We now create a data frame holding the following information for all probes: gene symbol, module color, gene significance for celiac disease, and module membership and p-values in all modules. The modules will be ordered by their significance for celiac disease, with the most significant ones to the left.
# Create the starting data frame
probes = colnames(datExpr)
geneInfo0 = data.frame(substanceBXH = probes,
moduleColor = moduleColors,
geneTraitSignificance,
GSPvalue)
# Order modules by their significance for celiac disease
modOrder = order(-abs(cor(MEs, affected, use = "p")));
# Add module membership information in the chosen order
for (mod in 1:ncol(geneModuleMembership))
{
oldNames = names(geneInfo0)
geneInfo0 = data.frame(geneInfo0, geneModuleMembership[, modOrder[mod]],
MMPvalue[, modOrder[mod]]);
names(geneInfo0) = c(oldNames, paste("MM.", modNames[modOrder[mod]], sep=""),
paste("p.MM.", modNames[modOrder[mod]], sep=""))
}
# Order the genes in the geneInfo variable first by module color, then by geneTraitSignificance
#geneOrder = order(geneInfo0$moduleColor, -abs(as.numeric(as.character(geneInfo0$GS.affected))));
#geneInfo = geneInfo0[geneOrder, ]
geneInfo = geneInfo0This data frame can be written into a text-format spreadsheet, for example by
write.csv(geneInfo, file = "geneInfo.csv")
View(geneInfo)It is possible to open the file in excel, or inspect it directly within R using the command View(geneInfo). Also you can use the following command to copy genes to the clipboard:
writeClipboard(colnames(datExpr)[moduleColors=="red"])Which is the most interesting gene according to this analysis? - Are negatively correlating genes also interesting?
What follow up steps can you come up with? (hint: Remember the analyses you did during the other practicals this week)
Is there anything peculiar you notice in the results?
Are the results you obtain from this analysis very similar to those reported in the paper (http://journals.plos.org/plosone/article?id=10.1371/journal.pone.0140049)?
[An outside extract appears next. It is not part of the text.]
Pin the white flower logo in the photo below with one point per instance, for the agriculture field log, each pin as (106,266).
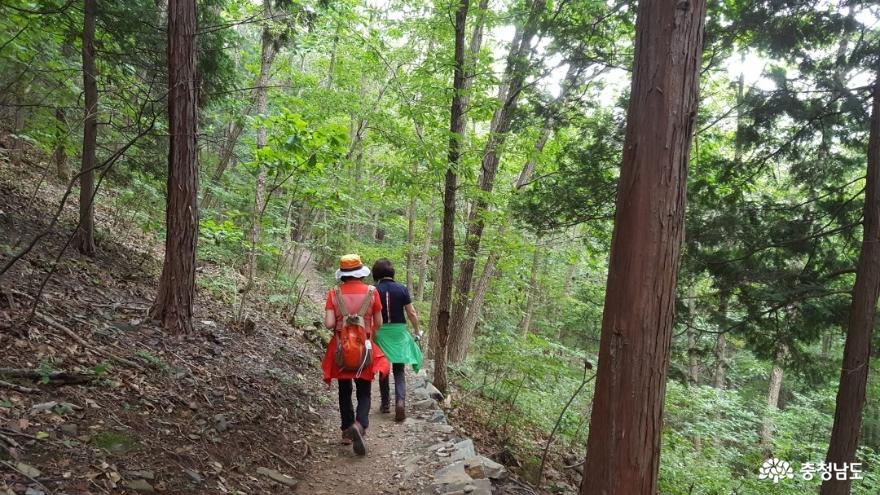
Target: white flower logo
(776,469)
They report IFNG and BACH2 as two important Celiac disease hub genes. do these genes have a high gene significance score? - If they are very different, why can this be? Can you find the exact methods they used to obtain their results? - Are there any potential scientific issues you can immagine?
In the analyses above we used a subset of the data to simplify the learning process. In the paper, however they also only used this subset of the data. Can you think of reasons why this could be (maybe try to do the same analysis with one of the other groups (or all groups simultaneously, as this is what WGCNA is actually intended for)? - Can you think of any scientific issues that may arise from this?
If you would like to learn more about WGCNA we refer to the paper below. In addition, additional tutiorials can be found on (most of this tutorial is based on sections 1, 2a and 3 of this tutorial): https://labs.genetics.ucla.edu/horvath/CoexpressionNetwork/Rpackages/WGCNA/Tutorials/
There are also video tutorials that help you better understand each step of the WGCNA analysis e.g.: https://www.youtube.com/watch?v=4h0_izP6ab0
B. Zhang and S. Horvath. A general framework for weighted gene co-expression network analysis. Statistical Applications in Genetics and Molecular Biology, 4(1):Article 17, 2005.